Datacenter class containers for the masses

What if we told you that there is a way to build a powerful kubernetes cluster that can perform data-center-class workloads in a form factor that you can run at your home, under your lab bench, or at a conference. What if we further told you that this hardware comes from a sustainable supply chain that will lower the carbon footprint of computing. This talk will detail an open hardware design, built for a "home" form factor, with a chassis that can hold from 4 to 12 nodes; that contains almost 100 compute cores; 2TB of memory; and over 30 TB of storage. Join us for an overview through photos, video demonstration, and chats with the designers.

Perhaps you work with scalable computing technology every day in far-off data centers or hosted in public clouds. What if you could have similar computing capability in your home, in your home lab, or in the premises of your small organization or business? What if you could run 1000s of containers in under 2000 watts? There are many reasons, from latency limitations, to cost constraints, to concerns over data sovereignty that might require the deployment of on-premise computing. We will overview and demonstrate a new computing form factor that brings a data center class cluster using hyperscale technology that you can plug into your home's power outlet.
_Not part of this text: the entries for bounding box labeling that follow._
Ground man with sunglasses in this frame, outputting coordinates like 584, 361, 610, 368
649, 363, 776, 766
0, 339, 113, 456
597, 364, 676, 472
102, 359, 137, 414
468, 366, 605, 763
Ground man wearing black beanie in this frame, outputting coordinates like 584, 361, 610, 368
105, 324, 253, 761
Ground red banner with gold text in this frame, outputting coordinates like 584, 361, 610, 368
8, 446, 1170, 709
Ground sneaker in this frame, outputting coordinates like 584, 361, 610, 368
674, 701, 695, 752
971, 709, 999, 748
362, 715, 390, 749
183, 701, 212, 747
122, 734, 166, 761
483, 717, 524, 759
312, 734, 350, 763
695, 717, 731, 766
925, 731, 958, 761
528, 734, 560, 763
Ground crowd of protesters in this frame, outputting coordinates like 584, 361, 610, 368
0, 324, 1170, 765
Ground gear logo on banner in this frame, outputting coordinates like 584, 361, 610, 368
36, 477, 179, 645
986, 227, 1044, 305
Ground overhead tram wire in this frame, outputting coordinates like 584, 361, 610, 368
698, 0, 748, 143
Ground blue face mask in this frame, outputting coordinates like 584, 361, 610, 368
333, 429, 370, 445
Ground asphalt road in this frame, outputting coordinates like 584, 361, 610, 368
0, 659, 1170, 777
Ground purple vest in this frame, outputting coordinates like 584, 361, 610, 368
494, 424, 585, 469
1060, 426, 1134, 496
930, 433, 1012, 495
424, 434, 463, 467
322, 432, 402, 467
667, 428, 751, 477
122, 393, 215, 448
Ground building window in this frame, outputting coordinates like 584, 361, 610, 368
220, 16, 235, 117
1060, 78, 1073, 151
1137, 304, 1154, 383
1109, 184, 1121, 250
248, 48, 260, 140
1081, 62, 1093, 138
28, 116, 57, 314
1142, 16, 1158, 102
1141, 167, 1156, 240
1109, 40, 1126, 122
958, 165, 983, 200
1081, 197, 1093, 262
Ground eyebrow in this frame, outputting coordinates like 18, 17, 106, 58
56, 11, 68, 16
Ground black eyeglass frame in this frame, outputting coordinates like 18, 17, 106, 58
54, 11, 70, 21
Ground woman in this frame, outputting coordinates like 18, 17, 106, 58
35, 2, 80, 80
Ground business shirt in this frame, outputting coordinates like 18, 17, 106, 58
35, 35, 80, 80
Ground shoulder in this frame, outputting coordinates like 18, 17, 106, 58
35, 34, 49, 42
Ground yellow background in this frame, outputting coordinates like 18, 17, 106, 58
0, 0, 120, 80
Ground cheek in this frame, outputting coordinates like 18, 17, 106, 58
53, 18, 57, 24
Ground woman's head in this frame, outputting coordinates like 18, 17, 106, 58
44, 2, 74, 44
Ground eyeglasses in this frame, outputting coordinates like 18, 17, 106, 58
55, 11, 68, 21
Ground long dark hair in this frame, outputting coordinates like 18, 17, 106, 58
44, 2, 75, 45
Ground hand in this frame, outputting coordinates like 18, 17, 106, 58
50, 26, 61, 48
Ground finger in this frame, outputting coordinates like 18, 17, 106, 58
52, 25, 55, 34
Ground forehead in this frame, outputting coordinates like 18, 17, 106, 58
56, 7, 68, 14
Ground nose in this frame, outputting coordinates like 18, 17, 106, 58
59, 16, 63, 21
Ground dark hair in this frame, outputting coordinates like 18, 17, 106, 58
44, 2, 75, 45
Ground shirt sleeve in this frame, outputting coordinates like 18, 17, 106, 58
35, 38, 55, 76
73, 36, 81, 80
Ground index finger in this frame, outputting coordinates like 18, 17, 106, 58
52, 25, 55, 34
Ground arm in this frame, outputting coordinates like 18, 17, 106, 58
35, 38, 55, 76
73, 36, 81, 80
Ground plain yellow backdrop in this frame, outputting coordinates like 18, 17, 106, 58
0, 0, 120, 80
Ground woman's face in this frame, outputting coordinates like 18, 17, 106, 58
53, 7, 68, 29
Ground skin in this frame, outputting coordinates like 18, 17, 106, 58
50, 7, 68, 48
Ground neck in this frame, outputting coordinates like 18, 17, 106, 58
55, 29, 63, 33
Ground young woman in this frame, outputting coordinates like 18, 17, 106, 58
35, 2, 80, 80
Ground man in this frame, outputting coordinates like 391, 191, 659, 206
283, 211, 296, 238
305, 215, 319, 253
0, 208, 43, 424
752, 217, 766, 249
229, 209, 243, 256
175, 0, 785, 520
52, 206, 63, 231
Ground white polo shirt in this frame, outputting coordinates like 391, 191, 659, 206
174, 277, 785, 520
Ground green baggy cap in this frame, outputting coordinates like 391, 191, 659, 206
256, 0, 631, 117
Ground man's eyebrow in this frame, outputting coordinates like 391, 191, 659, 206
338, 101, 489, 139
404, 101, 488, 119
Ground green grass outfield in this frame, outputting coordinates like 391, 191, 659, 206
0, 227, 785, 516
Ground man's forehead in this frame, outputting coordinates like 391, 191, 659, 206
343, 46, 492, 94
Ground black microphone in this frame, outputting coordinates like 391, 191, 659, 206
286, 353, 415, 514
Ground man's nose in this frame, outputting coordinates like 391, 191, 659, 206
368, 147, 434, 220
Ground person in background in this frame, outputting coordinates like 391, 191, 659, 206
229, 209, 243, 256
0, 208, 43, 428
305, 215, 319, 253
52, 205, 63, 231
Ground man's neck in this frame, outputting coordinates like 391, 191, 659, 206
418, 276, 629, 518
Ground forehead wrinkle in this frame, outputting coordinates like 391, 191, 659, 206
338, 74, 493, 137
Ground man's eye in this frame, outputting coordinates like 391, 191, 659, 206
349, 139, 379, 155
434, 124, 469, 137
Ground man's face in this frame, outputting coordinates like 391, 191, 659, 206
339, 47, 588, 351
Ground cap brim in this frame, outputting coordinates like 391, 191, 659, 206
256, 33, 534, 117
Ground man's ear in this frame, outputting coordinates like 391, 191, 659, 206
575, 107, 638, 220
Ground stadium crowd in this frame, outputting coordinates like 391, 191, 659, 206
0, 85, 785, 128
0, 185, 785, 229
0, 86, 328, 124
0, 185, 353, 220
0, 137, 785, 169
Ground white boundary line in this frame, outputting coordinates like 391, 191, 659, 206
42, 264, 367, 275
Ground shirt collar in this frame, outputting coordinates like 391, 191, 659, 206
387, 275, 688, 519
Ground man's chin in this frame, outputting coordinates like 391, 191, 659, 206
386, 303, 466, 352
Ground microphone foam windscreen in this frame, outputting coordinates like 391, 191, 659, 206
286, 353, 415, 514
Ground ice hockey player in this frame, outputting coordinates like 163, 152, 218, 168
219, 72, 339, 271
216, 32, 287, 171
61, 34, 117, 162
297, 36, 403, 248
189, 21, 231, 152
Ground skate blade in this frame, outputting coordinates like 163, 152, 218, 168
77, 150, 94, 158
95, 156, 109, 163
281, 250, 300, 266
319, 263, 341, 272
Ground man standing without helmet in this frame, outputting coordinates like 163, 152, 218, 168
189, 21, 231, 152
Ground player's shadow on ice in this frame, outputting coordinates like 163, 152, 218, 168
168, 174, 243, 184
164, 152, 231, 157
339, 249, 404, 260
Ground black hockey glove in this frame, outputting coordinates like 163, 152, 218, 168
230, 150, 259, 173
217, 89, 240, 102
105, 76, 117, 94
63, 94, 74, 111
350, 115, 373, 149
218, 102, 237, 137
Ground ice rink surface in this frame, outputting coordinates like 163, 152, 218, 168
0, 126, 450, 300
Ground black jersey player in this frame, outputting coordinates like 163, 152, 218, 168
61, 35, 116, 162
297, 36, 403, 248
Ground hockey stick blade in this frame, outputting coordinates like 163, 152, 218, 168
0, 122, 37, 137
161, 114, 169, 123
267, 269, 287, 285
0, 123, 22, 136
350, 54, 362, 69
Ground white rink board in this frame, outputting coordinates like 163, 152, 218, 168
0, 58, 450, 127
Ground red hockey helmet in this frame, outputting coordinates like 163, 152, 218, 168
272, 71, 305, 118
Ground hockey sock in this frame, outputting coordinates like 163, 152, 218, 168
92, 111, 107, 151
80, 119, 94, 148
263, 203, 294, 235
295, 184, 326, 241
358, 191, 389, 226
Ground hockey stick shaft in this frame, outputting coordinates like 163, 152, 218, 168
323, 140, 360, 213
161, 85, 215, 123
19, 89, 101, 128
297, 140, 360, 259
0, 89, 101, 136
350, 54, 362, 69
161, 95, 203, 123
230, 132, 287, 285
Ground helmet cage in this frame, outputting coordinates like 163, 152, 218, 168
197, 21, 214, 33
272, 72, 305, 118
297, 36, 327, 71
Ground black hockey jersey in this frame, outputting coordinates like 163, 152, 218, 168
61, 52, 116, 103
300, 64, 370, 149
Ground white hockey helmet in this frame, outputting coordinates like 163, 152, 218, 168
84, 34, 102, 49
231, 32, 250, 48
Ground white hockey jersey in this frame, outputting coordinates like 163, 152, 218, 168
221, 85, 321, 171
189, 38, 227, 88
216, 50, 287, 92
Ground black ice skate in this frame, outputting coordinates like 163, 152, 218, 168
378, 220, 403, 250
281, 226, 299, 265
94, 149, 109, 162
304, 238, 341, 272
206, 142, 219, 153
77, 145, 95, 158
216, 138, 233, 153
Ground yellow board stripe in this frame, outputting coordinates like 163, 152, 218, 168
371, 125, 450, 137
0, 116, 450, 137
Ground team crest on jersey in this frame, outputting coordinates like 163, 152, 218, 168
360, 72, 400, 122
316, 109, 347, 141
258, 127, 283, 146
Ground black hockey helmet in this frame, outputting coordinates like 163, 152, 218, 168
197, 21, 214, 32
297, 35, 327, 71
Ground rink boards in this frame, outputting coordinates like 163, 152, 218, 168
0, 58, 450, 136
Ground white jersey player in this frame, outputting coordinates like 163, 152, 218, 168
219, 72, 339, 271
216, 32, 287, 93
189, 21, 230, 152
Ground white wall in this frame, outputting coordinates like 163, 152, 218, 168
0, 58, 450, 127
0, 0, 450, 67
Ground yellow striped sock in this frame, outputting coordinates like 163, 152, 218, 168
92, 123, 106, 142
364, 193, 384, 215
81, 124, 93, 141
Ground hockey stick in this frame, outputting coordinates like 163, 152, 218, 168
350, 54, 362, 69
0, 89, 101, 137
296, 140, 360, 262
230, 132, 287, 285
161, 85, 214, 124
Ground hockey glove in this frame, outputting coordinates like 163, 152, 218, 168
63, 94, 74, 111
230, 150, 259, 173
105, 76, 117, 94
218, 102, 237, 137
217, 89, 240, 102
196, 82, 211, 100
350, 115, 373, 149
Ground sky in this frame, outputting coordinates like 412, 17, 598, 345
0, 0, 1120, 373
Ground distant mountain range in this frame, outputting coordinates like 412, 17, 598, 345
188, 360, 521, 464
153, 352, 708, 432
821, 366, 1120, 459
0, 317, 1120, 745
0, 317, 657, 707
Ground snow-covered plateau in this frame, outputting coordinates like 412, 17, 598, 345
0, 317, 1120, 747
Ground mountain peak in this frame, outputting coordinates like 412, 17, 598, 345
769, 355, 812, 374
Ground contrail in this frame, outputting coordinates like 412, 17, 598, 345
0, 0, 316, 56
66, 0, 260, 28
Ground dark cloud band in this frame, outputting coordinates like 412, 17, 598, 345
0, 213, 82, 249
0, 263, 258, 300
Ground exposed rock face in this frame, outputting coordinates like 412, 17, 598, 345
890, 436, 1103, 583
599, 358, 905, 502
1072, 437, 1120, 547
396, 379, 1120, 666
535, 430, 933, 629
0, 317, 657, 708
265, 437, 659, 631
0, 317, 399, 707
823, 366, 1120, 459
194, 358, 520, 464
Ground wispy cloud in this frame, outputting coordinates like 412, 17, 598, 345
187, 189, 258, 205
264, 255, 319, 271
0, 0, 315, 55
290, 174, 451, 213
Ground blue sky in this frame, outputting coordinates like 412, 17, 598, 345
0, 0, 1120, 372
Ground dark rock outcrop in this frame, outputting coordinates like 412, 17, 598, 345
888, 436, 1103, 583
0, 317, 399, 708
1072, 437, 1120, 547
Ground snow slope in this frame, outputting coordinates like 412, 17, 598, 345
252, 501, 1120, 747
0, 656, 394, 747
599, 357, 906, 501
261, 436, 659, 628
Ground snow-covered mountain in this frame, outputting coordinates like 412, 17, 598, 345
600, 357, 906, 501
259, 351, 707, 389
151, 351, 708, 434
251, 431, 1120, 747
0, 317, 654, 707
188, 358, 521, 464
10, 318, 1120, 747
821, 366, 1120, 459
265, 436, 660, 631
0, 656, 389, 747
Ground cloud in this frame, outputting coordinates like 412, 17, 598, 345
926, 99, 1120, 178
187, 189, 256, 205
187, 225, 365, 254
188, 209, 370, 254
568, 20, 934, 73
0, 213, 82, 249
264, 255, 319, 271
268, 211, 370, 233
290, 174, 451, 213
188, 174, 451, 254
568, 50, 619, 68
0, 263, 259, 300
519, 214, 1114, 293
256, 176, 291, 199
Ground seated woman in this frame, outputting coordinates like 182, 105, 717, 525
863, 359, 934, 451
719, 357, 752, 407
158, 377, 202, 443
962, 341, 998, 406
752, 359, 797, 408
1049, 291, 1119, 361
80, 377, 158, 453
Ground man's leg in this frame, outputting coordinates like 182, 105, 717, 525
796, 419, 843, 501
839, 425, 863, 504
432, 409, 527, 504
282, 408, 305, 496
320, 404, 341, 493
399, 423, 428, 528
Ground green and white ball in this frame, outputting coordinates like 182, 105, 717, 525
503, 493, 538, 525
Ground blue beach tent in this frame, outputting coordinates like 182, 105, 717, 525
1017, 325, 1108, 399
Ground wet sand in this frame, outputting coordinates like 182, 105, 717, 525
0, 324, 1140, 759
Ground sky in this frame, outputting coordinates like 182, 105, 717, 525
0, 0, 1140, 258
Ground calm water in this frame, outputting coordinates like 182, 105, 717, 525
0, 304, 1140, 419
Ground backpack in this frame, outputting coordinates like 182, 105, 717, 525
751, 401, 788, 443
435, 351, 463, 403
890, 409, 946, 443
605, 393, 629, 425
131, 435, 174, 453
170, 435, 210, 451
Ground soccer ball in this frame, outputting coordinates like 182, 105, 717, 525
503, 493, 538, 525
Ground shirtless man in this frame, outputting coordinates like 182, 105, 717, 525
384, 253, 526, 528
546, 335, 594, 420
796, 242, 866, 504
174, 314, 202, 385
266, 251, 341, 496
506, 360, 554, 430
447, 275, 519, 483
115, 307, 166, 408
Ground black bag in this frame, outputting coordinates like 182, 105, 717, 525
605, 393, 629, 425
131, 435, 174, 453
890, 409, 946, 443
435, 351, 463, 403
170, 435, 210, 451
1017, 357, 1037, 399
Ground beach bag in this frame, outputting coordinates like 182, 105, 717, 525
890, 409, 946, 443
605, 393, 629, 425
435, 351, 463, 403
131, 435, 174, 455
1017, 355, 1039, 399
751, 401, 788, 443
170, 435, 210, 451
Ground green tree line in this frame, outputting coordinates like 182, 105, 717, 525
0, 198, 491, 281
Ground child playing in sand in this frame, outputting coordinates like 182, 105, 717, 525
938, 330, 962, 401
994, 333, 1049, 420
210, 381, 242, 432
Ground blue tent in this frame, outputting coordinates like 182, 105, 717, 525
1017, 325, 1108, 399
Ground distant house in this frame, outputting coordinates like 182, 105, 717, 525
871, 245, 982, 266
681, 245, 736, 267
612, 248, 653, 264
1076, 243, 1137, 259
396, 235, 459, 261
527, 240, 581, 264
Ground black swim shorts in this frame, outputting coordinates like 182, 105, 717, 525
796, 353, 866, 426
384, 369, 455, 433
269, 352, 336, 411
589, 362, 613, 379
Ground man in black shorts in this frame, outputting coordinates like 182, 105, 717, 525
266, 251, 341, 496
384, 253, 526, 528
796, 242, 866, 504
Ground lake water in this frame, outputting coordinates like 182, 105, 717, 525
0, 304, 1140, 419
We also integrate these clusters using materials from the circular economy, building on a sustainable supply chain that decomposes servers from top tier data centers and builds new products based on open designs. The power of open hardware and open software creates the possibilities of executing many compute intensive workloads in diverse locations without the need of a data center. This talk will demonstrate on open hardware design for a powerful deskside chassis that can hold from 4 to 12 nodes of scalable computing running from a single 110V/220V outlet and hosting a range of elastic k8s container workloads. Our short talk will include video demonstration, photos, and Q&A with the system designers.